Feast on your life.

Love after Love

Love after Love

The time will come
when, with elation
you will greet yourself arriving
at your own door, in your own mirror
and each will smile at the other's welcome,
and say, sit here. Eat.

You will love again the stranger who was your self.
Give wine. Give bread. Give back your heart
to itself, to the stranger who has loved you

all your life, whom you ignored
for another, who knows you by heart.
Take down the love letters from the bookshelf,

the photographs, the desperate notes,
peel your own image from the mirror.
Sit. Feast on your life.

-  Derek Walcott

In his book The Three Marriages: Reimagining Work, Self and Relationship (2010), Irish poet David Whyte writes that we commit to three ‘marriages’ in our lives that are in a constant state of flux: Marriage to Other, Marriage to Work and Marriage to Self.

When introducing this concept, I usually ask participants to allocate percentages to the amount of time they give to each of these Marriages. The almost unanimous response is for them to assign the bulk of their time to Marriage to Work (60–90%), followed by Marriage to Other (20–40%), and lastly, Marriage to Self (0–20%).

The shock comes when I repeat Whyte’s claim that without a good Marriage to Self, it is impossible to have a good Marriage to Work or to Other!

Once a person has begun developing awareness by cultivating their Outer Witness, the second crucial building block in the process of becoming more intelligent in the world is a focus on developing a healthy Marriage to Self. I’ve written a blog outlining some of the threads in my own life that led me to understand the truth of the fundamental importance of this Marriage. The blog also offers a more detailed exploration of the concept of Marriage to Self as well as some suggested activities for exploring and improving this marriage.

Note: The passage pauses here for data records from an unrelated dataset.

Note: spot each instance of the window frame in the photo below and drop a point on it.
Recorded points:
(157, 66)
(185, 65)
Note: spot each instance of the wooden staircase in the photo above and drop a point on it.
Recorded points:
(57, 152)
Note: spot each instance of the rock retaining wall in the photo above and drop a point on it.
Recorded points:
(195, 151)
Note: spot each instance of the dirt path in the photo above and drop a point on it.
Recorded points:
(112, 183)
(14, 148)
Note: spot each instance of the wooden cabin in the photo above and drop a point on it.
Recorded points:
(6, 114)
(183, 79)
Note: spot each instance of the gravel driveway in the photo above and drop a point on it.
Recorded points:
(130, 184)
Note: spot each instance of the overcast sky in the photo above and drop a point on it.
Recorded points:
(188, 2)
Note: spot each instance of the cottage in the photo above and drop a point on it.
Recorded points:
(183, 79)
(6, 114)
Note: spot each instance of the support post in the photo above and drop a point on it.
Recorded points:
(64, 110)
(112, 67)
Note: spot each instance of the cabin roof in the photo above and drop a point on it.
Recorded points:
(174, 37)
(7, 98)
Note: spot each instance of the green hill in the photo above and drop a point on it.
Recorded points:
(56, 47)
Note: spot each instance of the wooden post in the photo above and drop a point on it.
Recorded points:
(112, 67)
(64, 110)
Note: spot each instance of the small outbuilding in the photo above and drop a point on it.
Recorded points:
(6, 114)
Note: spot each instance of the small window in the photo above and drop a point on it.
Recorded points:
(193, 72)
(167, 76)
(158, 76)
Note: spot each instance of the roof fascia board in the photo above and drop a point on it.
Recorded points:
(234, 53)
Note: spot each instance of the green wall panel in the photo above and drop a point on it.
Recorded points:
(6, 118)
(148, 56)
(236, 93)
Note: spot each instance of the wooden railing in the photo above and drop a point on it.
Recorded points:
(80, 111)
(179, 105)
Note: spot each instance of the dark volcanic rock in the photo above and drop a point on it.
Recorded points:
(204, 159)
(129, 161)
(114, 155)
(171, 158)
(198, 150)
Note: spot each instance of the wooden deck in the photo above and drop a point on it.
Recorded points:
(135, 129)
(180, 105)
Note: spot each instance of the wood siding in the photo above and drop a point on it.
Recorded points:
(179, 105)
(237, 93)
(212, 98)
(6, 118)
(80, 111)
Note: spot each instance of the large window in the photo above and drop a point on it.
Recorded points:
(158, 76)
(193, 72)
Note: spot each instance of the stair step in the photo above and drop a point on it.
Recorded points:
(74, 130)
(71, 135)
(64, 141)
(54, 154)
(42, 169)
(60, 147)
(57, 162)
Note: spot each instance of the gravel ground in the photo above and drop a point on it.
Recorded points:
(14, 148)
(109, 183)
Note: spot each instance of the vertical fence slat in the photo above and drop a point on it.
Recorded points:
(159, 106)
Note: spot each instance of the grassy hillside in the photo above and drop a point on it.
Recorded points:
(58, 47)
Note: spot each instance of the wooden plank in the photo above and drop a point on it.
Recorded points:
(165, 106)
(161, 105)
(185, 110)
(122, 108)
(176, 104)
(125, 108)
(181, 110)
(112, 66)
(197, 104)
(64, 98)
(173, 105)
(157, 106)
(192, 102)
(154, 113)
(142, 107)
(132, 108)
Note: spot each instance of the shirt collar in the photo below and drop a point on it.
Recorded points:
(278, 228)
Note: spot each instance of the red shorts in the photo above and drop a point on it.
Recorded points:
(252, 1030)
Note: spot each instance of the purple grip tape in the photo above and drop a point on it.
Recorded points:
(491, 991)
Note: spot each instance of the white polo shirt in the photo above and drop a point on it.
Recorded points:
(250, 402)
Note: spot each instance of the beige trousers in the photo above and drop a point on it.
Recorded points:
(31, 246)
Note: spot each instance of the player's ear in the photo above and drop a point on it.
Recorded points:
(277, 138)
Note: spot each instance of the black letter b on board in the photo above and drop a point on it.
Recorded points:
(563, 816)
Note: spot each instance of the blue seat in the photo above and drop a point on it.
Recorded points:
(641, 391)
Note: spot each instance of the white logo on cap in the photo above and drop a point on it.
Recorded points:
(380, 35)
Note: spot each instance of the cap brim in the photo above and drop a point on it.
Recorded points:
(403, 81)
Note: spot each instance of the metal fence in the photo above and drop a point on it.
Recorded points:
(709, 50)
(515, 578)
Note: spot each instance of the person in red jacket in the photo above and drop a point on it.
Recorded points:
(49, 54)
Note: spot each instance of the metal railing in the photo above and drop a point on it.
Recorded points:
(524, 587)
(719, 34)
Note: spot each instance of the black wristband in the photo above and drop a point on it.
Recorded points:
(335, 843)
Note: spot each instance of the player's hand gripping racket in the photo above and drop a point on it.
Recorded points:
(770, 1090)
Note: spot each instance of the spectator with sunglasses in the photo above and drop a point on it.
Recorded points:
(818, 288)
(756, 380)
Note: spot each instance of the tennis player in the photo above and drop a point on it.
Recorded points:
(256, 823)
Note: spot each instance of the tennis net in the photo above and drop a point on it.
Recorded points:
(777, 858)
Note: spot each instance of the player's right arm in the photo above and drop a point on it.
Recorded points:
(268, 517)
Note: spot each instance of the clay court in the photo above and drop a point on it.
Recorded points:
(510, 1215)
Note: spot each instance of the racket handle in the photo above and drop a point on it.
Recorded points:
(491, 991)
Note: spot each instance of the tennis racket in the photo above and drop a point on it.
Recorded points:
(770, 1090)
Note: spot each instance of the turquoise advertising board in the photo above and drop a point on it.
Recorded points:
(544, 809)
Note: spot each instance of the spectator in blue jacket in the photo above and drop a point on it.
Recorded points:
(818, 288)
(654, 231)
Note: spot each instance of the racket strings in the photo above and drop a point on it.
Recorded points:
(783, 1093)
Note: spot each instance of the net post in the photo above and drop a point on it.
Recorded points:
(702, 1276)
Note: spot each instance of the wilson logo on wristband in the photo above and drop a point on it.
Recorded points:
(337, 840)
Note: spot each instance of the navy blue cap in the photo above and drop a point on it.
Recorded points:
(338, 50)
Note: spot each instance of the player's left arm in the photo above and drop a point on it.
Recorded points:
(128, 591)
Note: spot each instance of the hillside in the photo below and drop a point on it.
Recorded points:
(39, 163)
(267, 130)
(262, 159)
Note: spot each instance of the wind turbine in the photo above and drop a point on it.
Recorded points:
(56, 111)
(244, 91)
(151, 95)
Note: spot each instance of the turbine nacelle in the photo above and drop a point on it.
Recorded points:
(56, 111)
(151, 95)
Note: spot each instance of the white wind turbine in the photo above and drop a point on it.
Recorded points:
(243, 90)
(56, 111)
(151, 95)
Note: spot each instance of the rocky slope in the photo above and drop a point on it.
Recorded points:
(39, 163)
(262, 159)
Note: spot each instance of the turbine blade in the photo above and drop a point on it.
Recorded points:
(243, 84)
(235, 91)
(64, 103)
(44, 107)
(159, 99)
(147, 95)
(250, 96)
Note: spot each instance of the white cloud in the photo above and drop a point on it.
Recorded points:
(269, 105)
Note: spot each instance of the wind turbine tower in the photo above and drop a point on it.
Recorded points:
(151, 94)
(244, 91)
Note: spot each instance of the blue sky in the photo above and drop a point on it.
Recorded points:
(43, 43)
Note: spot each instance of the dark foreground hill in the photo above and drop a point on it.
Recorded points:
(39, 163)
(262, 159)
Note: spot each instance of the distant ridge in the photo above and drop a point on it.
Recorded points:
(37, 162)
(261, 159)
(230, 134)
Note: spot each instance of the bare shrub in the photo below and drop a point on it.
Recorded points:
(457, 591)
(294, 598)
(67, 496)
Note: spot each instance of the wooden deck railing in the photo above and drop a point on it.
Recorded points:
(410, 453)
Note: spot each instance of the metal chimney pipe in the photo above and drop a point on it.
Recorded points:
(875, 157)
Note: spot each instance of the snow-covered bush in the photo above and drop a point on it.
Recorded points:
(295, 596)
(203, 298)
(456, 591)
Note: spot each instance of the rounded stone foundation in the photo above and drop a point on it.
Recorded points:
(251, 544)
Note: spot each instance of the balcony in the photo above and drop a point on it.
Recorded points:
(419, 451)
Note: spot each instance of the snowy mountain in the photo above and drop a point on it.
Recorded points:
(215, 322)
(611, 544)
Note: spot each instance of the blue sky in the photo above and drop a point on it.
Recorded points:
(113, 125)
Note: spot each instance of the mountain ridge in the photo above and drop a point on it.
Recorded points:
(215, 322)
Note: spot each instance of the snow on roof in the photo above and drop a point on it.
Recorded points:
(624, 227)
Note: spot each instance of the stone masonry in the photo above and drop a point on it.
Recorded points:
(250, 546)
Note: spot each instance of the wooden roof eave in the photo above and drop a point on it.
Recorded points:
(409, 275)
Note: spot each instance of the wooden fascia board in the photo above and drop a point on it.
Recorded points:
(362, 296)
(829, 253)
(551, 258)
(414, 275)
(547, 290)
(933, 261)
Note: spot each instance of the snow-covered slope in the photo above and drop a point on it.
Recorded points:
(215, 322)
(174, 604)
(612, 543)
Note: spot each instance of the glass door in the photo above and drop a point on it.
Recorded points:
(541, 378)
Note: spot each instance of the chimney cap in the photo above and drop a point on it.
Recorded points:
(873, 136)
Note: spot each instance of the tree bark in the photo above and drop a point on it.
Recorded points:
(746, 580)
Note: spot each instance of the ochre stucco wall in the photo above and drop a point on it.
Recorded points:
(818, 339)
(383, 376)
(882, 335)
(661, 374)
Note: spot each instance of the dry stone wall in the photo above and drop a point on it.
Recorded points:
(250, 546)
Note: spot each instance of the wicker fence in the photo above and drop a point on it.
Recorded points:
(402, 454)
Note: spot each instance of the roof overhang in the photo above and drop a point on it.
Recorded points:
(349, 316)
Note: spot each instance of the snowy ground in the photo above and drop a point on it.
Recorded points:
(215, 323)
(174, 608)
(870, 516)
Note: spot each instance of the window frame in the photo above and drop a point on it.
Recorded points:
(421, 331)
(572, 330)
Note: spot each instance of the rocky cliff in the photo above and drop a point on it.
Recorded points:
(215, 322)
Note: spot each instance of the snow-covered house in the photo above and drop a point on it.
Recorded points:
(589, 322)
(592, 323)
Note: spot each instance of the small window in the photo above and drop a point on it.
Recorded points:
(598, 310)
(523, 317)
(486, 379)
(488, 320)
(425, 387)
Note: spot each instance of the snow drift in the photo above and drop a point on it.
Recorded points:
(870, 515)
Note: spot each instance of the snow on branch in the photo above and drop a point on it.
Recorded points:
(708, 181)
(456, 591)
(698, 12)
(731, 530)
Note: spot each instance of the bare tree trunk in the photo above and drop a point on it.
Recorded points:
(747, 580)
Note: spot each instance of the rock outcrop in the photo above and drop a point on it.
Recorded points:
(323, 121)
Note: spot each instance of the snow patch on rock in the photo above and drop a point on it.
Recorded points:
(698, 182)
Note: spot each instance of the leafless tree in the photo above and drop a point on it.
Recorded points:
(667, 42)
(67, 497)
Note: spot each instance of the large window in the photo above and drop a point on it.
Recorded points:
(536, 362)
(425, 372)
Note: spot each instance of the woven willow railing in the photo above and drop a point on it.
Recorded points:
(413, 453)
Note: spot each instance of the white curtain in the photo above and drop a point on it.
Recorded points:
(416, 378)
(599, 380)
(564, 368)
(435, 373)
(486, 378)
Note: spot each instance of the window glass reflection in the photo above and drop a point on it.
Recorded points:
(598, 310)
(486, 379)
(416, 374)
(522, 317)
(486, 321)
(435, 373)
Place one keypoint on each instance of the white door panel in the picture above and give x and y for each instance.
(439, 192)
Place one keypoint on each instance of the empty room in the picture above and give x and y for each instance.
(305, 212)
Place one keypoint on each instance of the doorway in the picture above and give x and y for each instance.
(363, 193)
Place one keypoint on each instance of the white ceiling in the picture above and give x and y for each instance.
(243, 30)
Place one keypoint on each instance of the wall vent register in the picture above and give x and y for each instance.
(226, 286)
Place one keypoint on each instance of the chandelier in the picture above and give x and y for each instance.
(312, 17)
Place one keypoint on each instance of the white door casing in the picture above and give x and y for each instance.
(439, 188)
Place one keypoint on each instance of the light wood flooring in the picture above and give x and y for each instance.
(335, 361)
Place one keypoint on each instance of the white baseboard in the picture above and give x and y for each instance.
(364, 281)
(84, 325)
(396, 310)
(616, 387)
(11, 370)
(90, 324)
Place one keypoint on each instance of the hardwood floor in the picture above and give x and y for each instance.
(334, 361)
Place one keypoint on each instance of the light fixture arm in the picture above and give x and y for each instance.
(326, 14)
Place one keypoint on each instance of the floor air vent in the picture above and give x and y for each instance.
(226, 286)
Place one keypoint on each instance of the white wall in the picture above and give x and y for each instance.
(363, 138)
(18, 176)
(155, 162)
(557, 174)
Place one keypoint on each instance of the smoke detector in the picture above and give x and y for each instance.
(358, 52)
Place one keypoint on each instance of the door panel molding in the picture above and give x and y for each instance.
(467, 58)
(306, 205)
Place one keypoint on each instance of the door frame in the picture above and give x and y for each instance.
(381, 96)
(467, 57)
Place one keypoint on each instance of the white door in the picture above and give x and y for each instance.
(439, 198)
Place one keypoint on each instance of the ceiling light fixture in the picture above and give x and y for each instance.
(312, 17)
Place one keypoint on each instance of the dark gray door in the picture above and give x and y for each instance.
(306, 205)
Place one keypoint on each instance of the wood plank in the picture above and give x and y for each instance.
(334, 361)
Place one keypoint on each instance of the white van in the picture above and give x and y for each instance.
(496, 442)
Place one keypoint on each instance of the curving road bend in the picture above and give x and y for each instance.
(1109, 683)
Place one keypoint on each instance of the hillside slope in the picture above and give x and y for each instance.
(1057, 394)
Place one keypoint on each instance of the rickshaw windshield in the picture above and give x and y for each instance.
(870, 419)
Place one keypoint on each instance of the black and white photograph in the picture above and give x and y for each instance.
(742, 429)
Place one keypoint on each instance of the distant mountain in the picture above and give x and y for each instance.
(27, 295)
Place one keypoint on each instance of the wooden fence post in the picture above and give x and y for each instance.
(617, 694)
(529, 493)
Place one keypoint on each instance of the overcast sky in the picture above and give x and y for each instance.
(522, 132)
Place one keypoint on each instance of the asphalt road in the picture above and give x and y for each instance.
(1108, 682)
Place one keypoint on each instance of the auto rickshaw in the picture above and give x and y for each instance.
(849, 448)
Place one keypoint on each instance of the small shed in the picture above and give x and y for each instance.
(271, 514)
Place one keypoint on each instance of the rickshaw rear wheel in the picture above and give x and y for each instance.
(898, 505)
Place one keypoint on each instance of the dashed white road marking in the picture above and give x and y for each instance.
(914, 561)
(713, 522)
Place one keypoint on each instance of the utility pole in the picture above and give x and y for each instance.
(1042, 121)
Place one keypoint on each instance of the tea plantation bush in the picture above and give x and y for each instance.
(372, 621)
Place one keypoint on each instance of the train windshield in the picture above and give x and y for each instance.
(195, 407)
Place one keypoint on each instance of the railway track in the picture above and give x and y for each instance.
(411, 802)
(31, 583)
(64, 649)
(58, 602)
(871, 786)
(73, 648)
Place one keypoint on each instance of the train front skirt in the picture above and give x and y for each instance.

In my experience, people tend to misunderstand the concept of Marriage to Self. It is not about pushing one’s body in the gym or while running on the open road. It’s about continually taking time to understand this moving entity of Self by finding the necessary silence to listen to inner knowing. One of the best ways to do this is by seeking out aloneness in nature in order to stop and pay fierce attention to the big questions that life is asking in that moment.

I have embedded the TED talk by American television producer and screenwriter, Shonda Rhimes, in my Marriage to Self Blog. She poignantly speaks of the consequences of becoming obsessed with work to the extent that she lost all pleasure in it. Her surprising path to rejuvenation came when she decided to say ‘yes’ to playing with her children! She advocates 15 minutes of play and joy a day as a way to connect with oneself. She chooses to play with her children, but this play can take place in a variety of ways.

I find that Nature is the most wonderful playground!

If you were to commit to spending the next six weeks of your life on a project intended to drastically improve your Marriage to Self, what changes would you make to ensure you had 15 minutes of joy a day and also frequently had the opportunity to experience silent time alone with yourself in nature?